Ma fille est d’une nature opaque et précise. Dès le départ elle suivait une direction par elle seule déterminée. Mue par un sûr instinct, elle clame haut et fort ses besoins et ses dégoûts. Avec elle, on ne reste pas dans le doute. Son plaisir néanmoins requiert la présence active d’un tiers («  a personal entertainer », selon son grand-père) témoin, spectateur, approbateur, admirateur. Elle crie, rit et pleure avec autant d’enthousiasme. Ma fille me ressemble, dehors comme dedans, à cela près qu’elle est plus que moi décidée à être une femme.

Mon fils est d’une nature délicate. La frontière entre nos êtres n’est pas tout à fait dessinée. Il se peut que cela soit dû au fait qu’il est l’aîné : c’est avec lui que j’ai appris à être mère, à travers lui que je conjugue la maternité. Il me semble que je le porte encore, ou qu’il me détermine. Pourtant, mon fils ressemble étonnamment à son père : créatif, indépendant, doué de ses mains, animé d’une vie intérieure riche qui lui suffit et le conduit à jouer seul.

Ma fille est comme une boule, une boule de pétanque, dense et brillante. Elle cherche le contact, aime être tenue au chaud dans vos mains. Quand elle vous roule sur le pied, vous la sentez passer.

Je ne saurais à quoi comparer mon fils. Il tient en un équilibre étrange entre la fragilité et la force, le doute et la confiance, la crainte et le détachement. Sa nature généreuse, attentive, ne se traduit pas dans ses paroles : à qui ne le connaît pas, elles sembleraient pleines d’arrogance, ponctuées de « Bien sûr ! », « Quand même », « Je sais ! ». Médecins et enseignants lui ont assigné une place quelque part dans le spectre de l’autisme, ce qui permet d’excuser son impolitesse par son incapacité à comprendre les codes sociaux et à s’y conformer. J’imagine que beaucoup d’enfants trouvent la politesse artificielle – ayant vécu quelques années en Angleterre, je ne sais plus moi-même comment l’expliquer. Se conformer : ce qui était pour moi naturel restera un défi pour mon fils.

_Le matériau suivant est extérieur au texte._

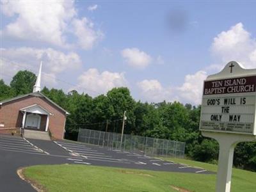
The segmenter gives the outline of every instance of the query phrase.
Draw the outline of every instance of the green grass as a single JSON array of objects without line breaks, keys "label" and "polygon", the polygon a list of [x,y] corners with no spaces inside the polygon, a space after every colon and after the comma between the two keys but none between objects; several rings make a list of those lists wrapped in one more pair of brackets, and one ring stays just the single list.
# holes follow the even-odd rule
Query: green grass
[{"label": "green grass", "polygon": [[[216,171],[217,166],[186,159],[169,160]],[[215,175],[153,172],[87,165],[38,165],[24,175],[48,191],[214,191]],[[256,173],[233,169],[232,192],[255,191]]]}]

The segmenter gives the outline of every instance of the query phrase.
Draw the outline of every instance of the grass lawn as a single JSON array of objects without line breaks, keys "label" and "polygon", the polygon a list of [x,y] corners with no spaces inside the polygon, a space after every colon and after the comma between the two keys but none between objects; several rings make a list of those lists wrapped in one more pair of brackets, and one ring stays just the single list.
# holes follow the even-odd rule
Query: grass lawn
[{"label": "grass lawn", "polygon": [[[216,172],[217,166],[186,159],[170,161]],[[214,191],[215,175],[181,173],[95,166],[61,164],[26,168],[26,178],[47,191]],[[233,169],[232,192],[255,191],[256,173]]]}]

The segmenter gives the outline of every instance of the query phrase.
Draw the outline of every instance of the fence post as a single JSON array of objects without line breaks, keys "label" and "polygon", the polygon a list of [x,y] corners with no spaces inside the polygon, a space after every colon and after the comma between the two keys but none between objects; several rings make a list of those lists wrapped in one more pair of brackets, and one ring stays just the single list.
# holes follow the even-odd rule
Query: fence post
[{"label": "fence post", "polygon": [[98,145],[100,145],[100,135],[101,135],[101,131],[99,131],[100,134],[99,134],[99,138],[98,138]]},{"label": "fence post", "polygon": [[81,131],[81,130],[80,130],[81,129],[79,128],[79,131],[78,131],[78,136],[77,136],[77,141],[80,141],[80,140],[79,140],[79,138],[80,138],[80,131]]},{"label": "fence post", "polygon": [[124,135],[124,150],[123,151],[125,150],[125,143],[126,143],[126,134]]},{"label": "fence post", "polygon": [[90,137],[91,137],[91,130],[89,130],[88,143],[90,143]]},{"label": "fence post", "polygon": [[174,157],[176,158],[177,142],[174,141]]}]

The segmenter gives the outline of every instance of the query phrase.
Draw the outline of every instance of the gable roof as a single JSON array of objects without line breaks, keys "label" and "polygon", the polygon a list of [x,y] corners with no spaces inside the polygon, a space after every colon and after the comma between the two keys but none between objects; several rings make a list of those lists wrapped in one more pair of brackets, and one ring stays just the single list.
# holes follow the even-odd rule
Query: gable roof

Ma fille aime triturer son frère, parfois le torturer. Sa tendresse envers lui est aussi franche que malicieuse. Elle ne peut supporter qu’il sache s’amuser seul et trouve à ses Lego plus d’intérêt qu’à sa personne.
Mon fils admire sa sœur, sa vivacité, son entrain, et avant tout, sa capacité à convoquer et répandre le chaos. Habitué à ses attaques, il est malgré tout acculé à devoir réaffirmer sa supériorité hiérarchique (« Je te signale que je ne suis pas ton petit frère ! Je suis plus fort que toi ! »). De guerre lasse, suppléant les paroles par trop inefficaces, il s’en remet aux coups. Chaos de nouveau.

Mes enfants sont surprenants, saisissants, éreintants. Vivant à leurs côtés, je me prends à songer , plus que de raison, à ceux qui ne sont pas nés, et qui ne naîtront pas.

4 thoughts on “Les enfants

  1. C’est drôle, malgré toutes leurs différences, mes enfants se “définissent” comme les tiens. Merci de l’avoir écrit. Merci pour ton regard sur le présent aussi.

    Like

  2. Quel regard attentif et tendre d’une mère qui ouvre des yeux clairs sur qui sont ses enfants. Tes mots sont si simples et si précis, si personnels, si charnels en même temps. Je les vois en esprit et j’entends quelques rimes entre vos deux petits, et les deux miennes!